On Tom Brady restructuring his contract last offseason: “What Tom did with his contract last year was a selfless statement that’s going to help the team and is also going to allow us to hopefully — not hopefully, will allow us for Tommy whenever he decides he’s not going to play anymore, to end his career as a Patriot, which is something that’s very important, too. You’ve seen discussions these last weeks around Ben Roethlisberger — and I’m in no way saying Roethlisberger is in Tommy’s level as a quarterback, ’cause I just don’t believe he is. I believe Tommy is as good as ever played the game, I believe he’s the best ever. But you’re seeing a situation there now where the fact that he’s going to have a huge cap number because of restructures that are coming out, and I think you’re starting to see negotiating and posturing … and that’s going to be a difficult issue.”
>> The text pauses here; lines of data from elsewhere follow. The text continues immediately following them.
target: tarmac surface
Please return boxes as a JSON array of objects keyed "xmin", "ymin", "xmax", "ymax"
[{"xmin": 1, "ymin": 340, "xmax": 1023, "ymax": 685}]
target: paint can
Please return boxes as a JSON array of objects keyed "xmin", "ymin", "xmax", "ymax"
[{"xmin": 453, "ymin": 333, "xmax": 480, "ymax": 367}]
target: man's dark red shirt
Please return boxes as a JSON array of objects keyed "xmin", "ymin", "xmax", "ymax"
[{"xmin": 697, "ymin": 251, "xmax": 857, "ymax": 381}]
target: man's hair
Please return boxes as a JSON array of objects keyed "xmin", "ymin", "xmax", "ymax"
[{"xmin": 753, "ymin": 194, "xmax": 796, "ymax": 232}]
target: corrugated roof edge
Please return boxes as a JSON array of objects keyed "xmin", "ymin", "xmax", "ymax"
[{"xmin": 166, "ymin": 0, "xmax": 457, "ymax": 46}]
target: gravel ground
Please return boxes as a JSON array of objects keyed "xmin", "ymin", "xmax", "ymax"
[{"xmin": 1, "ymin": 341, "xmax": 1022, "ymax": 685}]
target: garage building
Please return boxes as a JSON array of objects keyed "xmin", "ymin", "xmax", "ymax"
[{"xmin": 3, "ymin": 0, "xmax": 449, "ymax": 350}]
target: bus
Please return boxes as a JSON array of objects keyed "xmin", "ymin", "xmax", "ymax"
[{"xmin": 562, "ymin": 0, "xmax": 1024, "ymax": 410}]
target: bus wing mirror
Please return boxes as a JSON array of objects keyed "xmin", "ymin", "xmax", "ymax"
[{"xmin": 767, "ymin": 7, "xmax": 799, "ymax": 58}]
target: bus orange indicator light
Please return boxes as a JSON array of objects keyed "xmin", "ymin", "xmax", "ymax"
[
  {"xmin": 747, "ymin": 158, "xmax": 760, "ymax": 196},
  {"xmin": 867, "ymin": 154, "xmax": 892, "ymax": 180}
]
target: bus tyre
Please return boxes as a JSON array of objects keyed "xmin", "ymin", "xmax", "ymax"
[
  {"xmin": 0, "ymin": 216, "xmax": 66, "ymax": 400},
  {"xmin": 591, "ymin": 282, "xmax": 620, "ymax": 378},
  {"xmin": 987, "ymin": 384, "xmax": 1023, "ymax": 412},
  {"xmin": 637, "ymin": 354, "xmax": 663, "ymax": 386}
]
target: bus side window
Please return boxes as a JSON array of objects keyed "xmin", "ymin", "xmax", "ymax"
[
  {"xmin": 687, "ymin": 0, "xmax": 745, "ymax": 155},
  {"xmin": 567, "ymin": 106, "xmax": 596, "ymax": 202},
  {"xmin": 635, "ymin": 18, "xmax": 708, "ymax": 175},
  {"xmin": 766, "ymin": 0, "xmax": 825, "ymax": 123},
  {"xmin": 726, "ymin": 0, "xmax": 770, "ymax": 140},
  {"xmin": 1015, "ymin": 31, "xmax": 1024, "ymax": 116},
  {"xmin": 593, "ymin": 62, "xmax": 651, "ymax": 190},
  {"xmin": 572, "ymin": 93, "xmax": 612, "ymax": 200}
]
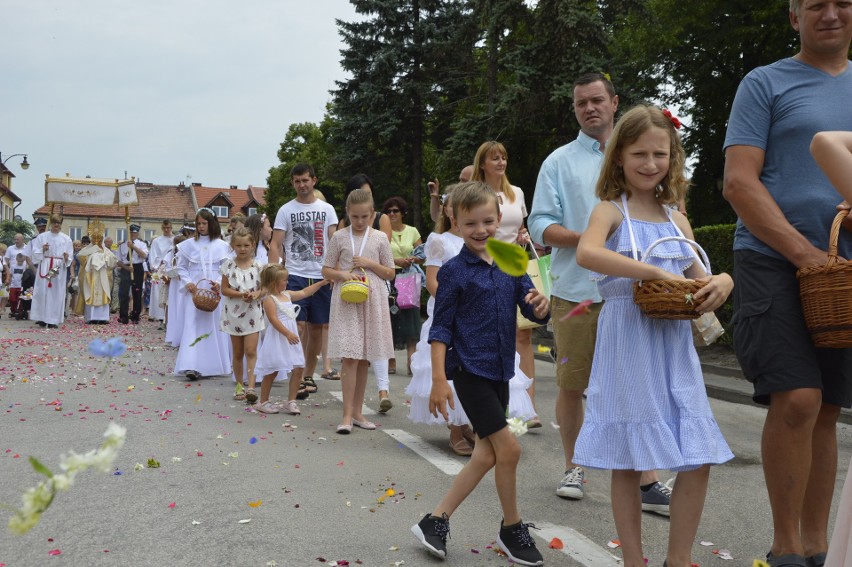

On Rob Gronkowski: “What you see as his public persona in some of those instances gets an awful lot of attention. Obviously, you’d prefer he get the attention for what he does on the football field and how hard he works. What I can tell you is, the first and foremost thing we want with our players, assuming they’re good people, is that they’re passionate about football. Rob is in here constantly, constantly, working to be a better football player. When he’s not in the building, clearly he isn’t sitting at home on his couch all the time; he’s out enjoying himself. But I can tell you, he takes being a football player incredibly seriously.”